[08/25] memremap: move dev_pagemap callbacks into a separate structure

Submitted by Christoph Hellwig on June 17, 2019, 12:27 p.m.

Details

Message ID 20190617122733.22432-9-hch@lst.de
State New
Headers show
Series "dev_pagemap related cleanups v2" ( rev: 2 1 ) in Nouveau

Not browsing as part of any series.

Commit Message

Christoph Hellwig June 17, 2019, 12:27 p.m.
The dev_pagemap is a growing too many callbacks.  Move them into a
separate ops structure so that they are not duplicated for multiple
instances, and an attacker can't easily overwrite them.

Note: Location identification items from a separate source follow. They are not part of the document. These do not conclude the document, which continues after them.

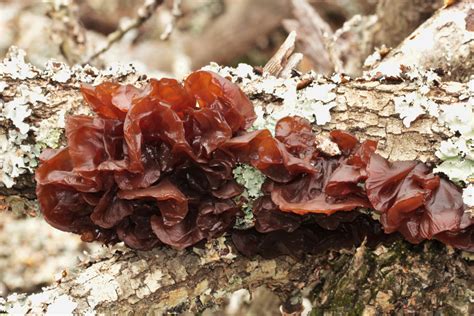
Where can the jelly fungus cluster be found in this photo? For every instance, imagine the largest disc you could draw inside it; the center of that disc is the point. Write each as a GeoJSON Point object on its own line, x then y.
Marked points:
{"type": "Point", "coordinates": [154, 166]}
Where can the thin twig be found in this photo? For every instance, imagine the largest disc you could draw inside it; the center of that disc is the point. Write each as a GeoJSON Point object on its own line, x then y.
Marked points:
{"type": "Point", "coordinates": [277, 63]}
{"type": "Point", "coordinates": [144, 14]}
{"type": "Point", "coordinates": [176, 14]}
{"type": "Point", "coordinates": [317, 33]}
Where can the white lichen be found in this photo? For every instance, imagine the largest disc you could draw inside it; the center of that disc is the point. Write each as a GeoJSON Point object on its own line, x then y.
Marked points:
{"type": "Point", "coordinates": [59, 72]}
{"type": "Point", "coordinates": [252, 180]}
{"type": "Point", "coordinates": [468, 195]}
{"type": "Point", "coordinates": [16, 156]}
{"type": "Point", "coordinates": [18, 109]}
{"type": "Point", "coordinates": [49, 131]}
{"type": "Point", "coordinates": [15, 67]}
{"type": "Point", "coordinates": [457, 153]}
{"type": "Point", "coordinates": [313, 103]}
{"type": "Point", "coordinates": [3, 85]}
{"type": "Point", "coordinates": [62, 305]}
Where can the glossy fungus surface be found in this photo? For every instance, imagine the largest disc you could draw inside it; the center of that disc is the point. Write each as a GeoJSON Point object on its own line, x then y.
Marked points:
{"type": "Point", "coordinates": [154, 166]}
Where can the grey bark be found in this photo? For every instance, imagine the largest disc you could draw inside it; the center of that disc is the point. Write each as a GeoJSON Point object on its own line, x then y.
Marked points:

Signed-off-by: Christoph Hellwig <hch@lst.de>
Reviewed-by: Logan Gunthorpe <logang@deltatee.com>
Reviewed-by: Jason Gunthorpe <jgg@mellanox.com>
---
 drivers/dax/device.c              | 11 ++++++----
 drivers/dax/pmem/core.c           |  2 +-
 drivers/nvdimm/pmem.c             | 19 +++++++++-------
 drivers/pci/p2pdma.c              |  9 +++++---
 include/linux/memremap.h          | 36 +++++++++++++++++--------------
 kernel/memremap.c                 | 18 ++++++++--------
 mm/hmm.c                          | 10 ++++++---
 tools/testing/nvdimm/test/iomap.c |  9 ++++----
 8 files changed, 65 insertions(+), 49 deletions(-)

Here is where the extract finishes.